Internal lubricants are more compatible, have high polarity, and are therefore more soluble in PVC. Both types are essential for processing of PVC-U formulations, particularly taking account of the differing shear conditions resulting from extrusion, calendering, or injection moulding. In practice, most lubricants have both external and internal characteristics, but vary in the ratio of one to the other in the way they perform. However, the correct balance and type of internal to external and addition level are crucial due to the influence on gelation level, plate-out of incompatible materials in the die and calibration equipment, and physical properties.

The main chemical classes that make up lubricants are all waxes or soaps and are as follows:

• Amide wax – Ethylene Bisstearamide (EBS) has a balance of internal and external behavior.
• Hydrocarbons, which can be split up as:

- Paraffin waxes: linear alkanes with chain lengths varying from C20 to C50 which are very external in nature. The lower molecular weights show some internal character.

- Polyethylenes (PE) with molecular weights ranging from 500 to 1000 (C35–C70) with linear or branched molecular chains, differing from the paraffin waxes in end groups.

- Oxidised polyethylene waxes which result from oxidation of PE waxes causing breaks in the molecular chains and the formation of acid groups. They are very external in nature because of excellent metal release characteristics.

• Esters of many types such as:

- Glycerol esters such as the liquid Glycerol Mono Oleate (GMO) and the solid Glycerol Mono Stearate (GMS) which are mostly internal functioning with GMS having some external properties.

- Montan esters, obtained from brown coal, and consisting of montanic acid esters with long chain aliphatic alcohols. Chain length is in the region C28–C34 with a broad range of lubricant functionality and high compatibility. Particular use is in profile and calendered formulations.
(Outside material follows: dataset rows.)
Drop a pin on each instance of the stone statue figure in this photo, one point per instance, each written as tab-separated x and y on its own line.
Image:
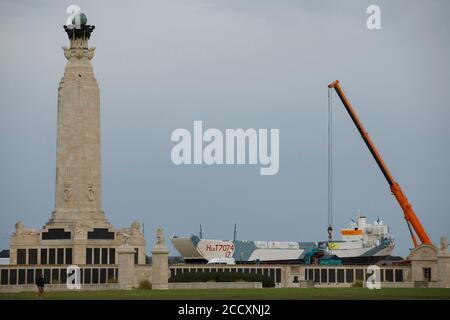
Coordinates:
444	243
19	228
159	237
135	228
126	238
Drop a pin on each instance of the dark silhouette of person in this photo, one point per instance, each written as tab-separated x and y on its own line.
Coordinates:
40	282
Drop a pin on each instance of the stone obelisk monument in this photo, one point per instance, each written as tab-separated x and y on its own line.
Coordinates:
78	173
78	231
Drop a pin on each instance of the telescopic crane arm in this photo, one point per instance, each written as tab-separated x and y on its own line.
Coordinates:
410	216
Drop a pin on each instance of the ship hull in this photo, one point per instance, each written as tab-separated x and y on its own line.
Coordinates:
196	250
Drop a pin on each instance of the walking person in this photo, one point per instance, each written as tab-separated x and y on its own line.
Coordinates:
40	284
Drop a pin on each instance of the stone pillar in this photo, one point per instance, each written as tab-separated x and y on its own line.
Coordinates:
160	263
443	257
126	266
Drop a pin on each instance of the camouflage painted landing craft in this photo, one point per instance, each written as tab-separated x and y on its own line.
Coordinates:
361	243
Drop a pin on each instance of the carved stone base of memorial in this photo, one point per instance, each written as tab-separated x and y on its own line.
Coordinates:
126	267
443	257
160	263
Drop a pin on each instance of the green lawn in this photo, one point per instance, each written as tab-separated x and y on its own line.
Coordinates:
288	293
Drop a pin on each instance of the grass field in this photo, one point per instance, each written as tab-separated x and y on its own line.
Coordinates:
288	293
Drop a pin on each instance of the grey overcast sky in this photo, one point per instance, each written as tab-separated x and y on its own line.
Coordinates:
161	65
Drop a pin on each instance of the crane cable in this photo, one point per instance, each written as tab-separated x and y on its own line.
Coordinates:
330	164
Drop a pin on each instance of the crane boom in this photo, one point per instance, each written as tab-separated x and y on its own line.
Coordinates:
410	216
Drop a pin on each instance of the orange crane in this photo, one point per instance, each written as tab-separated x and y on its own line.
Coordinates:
411	219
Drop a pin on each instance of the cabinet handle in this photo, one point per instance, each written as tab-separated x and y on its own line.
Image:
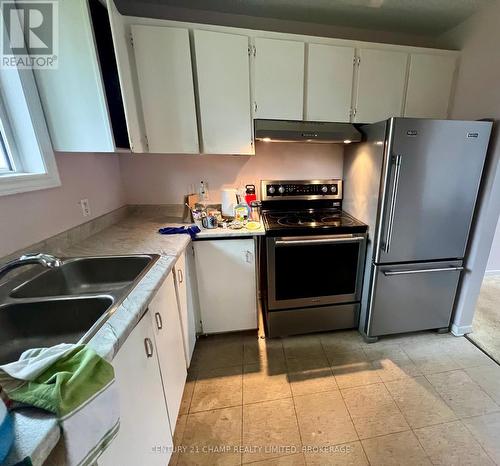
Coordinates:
159	322
148	346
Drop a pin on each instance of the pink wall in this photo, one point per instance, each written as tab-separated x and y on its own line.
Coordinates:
165	179
31	217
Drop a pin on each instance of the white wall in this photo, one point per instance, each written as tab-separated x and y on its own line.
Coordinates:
477	95
162	11
31	217
165	179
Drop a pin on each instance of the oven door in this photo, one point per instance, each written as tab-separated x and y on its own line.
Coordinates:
314	270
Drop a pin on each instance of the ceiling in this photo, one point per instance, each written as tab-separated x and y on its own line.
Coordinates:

• Fatty acids such as stearic acid (can be a mixture of C16 and C18) or hydroxy stearic acid. External lubricating behavior with some internal lubrication.
• Metallic soaps, in particular calcium stearate, which acts as an internal lubricant by improving flow but increases internal shear and mould release. Also acts as an acid scavenger. It is a very commonly used lubricant.

Assessment of lubrication performance, on a processing machine, is carried out taking account of energy consumption (motor load, screw speed, and output), surface finish, melt flow, and physical properties. In the laboratory, gelation measurement based on time and melt viscosity is carried out using a torque rheometer or mill. This takes account of the internal lubrication effect (lowering of melt viscosity with no significant change on fusion or mill stick times) and external lubrication (little influence on melt viscosity but does significantly influence fusion or mill stick times).

The addition level of internal lubricants can be in the region 0.3–1.0 phr, whereas external lubricants are added at much lower levels, e.g., 0.05–0.3 phr.

For extrusion and injection moulding of PVC-U formulations, it has become common practice to use one-packs, comprising of the stabiliser and a balanced lubrication package, which are formulated to match the particular processing and end-use performance requirements.

In PVC-P applications, the plasticiser acts as an internal lubricant and external lubricants can be added to increase output, and so on. Excessive levels or incorrect choice can cause problems with post-treatment, e.g., printing or blooming on ageing.